Hoffman suggested that things were still OK somewhere out in cinema-land: despite Michael Bay movies making billions and mediocrities winning Oscars, truly great, meaningful acting in the classic sense could be enjoyed no further away than his next movie, and he made a lot of them. I've never seen him do a poor performance, in fact I've never seen him do anything but a completely memorable performance. In several cases, Hoffman's screen time contribute the only thing memorable about a movie. Even in his first role worth mentioning, as a repulsive little brat in "The Scent Of A Woman" you took notice of him, because he played the part so perfectly that it seemed to belong in another movie than a lazy Al Pacino vehicle. 

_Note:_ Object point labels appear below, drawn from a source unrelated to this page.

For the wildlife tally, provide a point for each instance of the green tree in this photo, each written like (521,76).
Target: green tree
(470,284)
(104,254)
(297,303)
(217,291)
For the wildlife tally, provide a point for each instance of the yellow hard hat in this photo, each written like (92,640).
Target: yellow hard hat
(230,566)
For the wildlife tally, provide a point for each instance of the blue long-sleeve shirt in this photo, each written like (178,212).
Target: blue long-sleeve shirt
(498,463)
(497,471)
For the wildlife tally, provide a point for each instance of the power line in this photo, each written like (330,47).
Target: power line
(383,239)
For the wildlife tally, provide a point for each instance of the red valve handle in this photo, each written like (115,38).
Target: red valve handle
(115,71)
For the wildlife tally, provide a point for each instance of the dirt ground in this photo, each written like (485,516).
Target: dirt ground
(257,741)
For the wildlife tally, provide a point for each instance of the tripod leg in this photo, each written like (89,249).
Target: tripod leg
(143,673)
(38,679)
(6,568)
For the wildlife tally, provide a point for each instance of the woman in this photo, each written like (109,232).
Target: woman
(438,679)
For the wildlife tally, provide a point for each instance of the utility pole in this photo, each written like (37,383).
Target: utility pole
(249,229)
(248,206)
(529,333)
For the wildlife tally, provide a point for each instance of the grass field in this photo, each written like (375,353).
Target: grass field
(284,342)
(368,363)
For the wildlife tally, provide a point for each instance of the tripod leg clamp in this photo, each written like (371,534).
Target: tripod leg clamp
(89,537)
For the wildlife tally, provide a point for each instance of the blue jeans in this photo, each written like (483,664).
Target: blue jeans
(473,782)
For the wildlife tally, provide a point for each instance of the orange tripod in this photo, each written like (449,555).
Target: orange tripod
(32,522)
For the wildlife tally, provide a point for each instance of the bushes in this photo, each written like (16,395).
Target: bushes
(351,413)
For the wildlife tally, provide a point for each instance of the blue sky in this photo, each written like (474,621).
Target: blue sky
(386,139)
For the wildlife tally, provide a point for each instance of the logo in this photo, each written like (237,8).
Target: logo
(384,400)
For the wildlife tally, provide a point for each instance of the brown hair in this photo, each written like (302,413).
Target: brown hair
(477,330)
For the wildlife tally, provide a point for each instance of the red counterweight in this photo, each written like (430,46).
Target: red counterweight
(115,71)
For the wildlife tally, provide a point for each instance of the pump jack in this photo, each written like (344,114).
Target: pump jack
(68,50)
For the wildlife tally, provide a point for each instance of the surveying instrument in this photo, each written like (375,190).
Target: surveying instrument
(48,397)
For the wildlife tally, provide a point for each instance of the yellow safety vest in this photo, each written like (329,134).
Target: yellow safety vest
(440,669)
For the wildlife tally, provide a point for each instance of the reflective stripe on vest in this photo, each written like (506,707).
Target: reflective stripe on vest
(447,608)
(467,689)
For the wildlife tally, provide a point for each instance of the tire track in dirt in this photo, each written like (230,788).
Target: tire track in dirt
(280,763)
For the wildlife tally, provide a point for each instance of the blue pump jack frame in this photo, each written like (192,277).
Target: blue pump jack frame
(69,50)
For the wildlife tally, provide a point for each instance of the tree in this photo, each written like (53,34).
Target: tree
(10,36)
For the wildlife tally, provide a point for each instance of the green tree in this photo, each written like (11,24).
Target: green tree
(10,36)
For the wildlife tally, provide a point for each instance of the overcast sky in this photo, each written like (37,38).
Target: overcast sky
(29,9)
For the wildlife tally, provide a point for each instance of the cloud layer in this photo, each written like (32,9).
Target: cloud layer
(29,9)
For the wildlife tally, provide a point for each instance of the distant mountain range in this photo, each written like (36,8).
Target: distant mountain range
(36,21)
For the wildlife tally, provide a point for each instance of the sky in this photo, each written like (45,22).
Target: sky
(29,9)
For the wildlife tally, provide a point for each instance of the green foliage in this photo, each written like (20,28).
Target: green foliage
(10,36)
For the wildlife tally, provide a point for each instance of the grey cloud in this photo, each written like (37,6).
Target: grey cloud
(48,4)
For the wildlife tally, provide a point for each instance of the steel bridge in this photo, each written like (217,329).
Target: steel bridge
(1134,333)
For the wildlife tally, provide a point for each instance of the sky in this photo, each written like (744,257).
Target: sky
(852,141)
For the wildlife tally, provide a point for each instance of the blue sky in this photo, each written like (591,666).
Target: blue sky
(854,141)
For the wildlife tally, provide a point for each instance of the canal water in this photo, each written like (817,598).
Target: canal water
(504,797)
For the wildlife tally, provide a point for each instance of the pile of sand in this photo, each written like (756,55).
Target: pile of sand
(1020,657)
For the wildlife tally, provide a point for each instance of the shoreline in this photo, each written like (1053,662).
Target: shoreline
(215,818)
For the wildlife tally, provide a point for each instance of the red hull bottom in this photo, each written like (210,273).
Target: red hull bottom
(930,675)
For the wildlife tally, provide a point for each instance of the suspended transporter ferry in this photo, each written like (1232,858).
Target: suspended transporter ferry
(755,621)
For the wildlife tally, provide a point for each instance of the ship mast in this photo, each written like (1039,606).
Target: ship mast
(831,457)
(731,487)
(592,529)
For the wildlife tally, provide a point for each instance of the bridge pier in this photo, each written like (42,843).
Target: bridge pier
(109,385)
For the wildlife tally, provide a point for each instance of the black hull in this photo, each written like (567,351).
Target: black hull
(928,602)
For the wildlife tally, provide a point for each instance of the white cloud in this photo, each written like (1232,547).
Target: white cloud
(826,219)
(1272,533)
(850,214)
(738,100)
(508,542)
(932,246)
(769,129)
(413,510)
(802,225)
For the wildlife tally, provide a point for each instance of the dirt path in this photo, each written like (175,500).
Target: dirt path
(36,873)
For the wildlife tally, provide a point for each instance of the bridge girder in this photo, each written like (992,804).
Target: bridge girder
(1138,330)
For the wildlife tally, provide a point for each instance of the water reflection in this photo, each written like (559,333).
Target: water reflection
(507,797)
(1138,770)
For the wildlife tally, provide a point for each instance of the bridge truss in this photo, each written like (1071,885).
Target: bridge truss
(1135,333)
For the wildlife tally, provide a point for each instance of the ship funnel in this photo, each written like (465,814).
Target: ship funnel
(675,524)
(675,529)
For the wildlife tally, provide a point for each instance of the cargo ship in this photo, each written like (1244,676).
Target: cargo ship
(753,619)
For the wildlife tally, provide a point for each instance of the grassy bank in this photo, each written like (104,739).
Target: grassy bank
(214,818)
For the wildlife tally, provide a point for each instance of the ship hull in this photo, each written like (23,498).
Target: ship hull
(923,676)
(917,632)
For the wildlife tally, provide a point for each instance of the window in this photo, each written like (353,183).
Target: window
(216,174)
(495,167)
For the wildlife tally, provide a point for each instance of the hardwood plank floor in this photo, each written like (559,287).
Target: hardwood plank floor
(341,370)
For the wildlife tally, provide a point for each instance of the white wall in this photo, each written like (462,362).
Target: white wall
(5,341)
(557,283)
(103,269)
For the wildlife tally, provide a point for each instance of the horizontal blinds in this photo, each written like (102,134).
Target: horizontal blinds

At 46, with a career that had only lasted 20 years, there is no doubt that Hoffman had many great roles in front of him, perhaps his best ones. Those we will never get to see. This is bad, in fact it's fucking terrible.

To end on a brighter note, here are two movies you've probably not yet seen that are both quite good and very different; P T Anderson's rarely discussed "Hard Eight" has a memorable Hoffman bit part as a local gambler with a big mouth, while "Owning Mahowny" is one of his relatively few leading parts, a white collar criminal gambler (again!) wonderfully underplayed.

PS  I checked Hoffman's bio to verify a couple of things and discovered to my amazement that we were born the same day. Not just the same date, but on exactly the same day back in the Summer Of Love. Not sure what to make of this calendaric overlap, but it seems like an honor.